Der Spot der SPD ist ein Beispiel für eine „Professionalisierung“ der politischen Kommunikation – die Wahlkampfwerbung orientiert sich immer stärker am kommerziellen Werbestil. Was letzten Endes nicht verwundert, da die Parteien von renommierten Werbeagenturen durch den Wahlkampf geleitet werden, die andernorts routiniert Produkte und Unternehmen bewerben. So zeichnet sich die Evolution der Werbelandschaft – von dem Produkt im Mittelpunkt der Kommunikation bis zur Verdrängung von Materie durch Storytelling – auch im politischen Sektor ab. Ob es also um den neuen Audi-Spot geht, bei dem ein Mann auf Carving-Skiern durch San Francisco rast oder um den Konkurrenzkampf der politischen Kontrahenten: Konkretisiert wird das, um was es eigentlich geht, erst am Schluss. Oder auch: Von hinten durch die Brust ins Auge.

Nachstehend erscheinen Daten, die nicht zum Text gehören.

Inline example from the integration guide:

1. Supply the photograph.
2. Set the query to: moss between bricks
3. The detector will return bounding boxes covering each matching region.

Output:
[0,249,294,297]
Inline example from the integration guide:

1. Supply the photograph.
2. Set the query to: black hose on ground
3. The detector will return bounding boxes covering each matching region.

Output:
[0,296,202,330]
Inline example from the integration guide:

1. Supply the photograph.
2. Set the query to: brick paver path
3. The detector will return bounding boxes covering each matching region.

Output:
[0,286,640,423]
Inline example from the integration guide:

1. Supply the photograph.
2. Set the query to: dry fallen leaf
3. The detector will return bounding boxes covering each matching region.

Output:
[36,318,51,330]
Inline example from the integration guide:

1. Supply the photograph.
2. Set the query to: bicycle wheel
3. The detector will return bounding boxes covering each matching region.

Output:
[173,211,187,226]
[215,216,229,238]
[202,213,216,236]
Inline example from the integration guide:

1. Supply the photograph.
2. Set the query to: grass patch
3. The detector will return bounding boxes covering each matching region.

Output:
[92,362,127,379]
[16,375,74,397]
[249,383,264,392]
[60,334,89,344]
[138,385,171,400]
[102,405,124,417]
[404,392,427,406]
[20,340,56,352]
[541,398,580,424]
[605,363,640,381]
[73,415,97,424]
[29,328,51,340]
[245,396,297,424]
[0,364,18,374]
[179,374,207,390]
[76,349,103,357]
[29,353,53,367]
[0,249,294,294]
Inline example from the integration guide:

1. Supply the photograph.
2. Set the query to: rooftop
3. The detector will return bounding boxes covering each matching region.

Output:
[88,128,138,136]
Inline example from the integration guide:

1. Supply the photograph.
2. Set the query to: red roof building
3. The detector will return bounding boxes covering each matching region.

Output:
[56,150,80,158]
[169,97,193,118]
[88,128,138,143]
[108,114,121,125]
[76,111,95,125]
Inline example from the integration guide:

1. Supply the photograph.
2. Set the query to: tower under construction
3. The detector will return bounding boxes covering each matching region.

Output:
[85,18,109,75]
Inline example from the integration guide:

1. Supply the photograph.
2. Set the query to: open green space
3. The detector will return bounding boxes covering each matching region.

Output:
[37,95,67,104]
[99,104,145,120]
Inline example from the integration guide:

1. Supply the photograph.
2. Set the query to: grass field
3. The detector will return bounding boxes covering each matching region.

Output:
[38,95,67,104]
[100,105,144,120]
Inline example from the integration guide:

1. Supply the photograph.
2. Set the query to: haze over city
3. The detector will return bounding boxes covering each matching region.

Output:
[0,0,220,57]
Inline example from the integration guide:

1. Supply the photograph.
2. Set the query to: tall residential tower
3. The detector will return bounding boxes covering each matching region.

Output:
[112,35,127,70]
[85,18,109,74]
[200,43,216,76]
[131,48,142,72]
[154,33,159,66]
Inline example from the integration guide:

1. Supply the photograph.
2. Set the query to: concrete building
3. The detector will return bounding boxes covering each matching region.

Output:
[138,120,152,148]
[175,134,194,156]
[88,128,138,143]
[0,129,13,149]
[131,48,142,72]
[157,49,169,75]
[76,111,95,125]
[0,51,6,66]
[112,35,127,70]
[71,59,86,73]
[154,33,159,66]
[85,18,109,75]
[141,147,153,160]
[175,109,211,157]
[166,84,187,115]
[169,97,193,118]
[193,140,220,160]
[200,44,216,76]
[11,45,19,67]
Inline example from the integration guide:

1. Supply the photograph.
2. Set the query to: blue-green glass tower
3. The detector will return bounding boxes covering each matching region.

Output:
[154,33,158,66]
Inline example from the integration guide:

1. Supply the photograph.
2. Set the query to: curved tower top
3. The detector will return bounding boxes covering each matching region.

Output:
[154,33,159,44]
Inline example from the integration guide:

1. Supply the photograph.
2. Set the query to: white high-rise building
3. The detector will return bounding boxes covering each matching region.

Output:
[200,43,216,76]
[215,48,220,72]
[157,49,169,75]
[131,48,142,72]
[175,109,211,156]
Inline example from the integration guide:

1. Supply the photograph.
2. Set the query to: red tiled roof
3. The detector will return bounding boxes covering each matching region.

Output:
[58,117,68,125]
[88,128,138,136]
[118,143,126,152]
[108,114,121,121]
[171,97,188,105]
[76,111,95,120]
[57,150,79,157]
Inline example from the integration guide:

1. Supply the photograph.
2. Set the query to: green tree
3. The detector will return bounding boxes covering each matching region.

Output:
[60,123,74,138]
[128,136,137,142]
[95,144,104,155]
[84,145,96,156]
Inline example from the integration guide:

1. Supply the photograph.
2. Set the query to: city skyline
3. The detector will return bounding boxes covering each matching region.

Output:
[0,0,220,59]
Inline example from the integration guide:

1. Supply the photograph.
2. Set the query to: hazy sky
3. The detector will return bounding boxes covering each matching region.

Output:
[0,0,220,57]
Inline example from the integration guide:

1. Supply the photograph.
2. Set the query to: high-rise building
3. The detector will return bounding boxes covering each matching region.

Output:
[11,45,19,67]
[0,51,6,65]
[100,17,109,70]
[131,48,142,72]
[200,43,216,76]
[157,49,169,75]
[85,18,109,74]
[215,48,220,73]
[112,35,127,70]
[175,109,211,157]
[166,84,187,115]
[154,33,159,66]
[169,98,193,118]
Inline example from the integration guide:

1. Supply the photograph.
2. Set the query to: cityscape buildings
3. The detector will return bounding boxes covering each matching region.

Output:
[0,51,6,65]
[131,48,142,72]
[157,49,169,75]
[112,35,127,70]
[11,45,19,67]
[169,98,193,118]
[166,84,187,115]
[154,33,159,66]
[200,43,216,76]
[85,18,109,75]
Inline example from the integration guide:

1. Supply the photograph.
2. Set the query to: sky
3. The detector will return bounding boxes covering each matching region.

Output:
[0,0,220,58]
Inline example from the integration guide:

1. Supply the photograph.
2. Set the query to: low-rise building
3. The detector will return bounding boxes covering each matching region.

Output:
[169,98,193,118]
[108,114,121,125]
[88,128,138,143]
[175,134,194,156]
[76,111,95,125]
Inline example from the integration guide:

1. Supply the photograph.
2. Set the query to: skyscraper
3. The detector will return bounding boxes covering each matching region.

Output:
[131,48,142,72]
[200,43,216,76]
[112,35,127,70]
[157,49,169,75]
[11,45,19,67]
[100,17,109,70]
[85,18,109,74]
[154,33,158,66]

Die Übertragung von Marketingstrategien in die politische Arena mag zwar für einen höheren Unterhaltungswert beim Publikum sorgen. Am Ende wird jedoch bestätigt, was nicht unbedingt wünschenswert ist: Wer die emotional überzeugende Geschichte vorzuweisen hat, gewinnt – abseits jeglicher Argumente. Ob Waschmittel oder politischer Kandidat – beide erscheinen letzten Endes (bewertet man nur auf Basis von Wahlkampfwerbung) völlig austauschbar.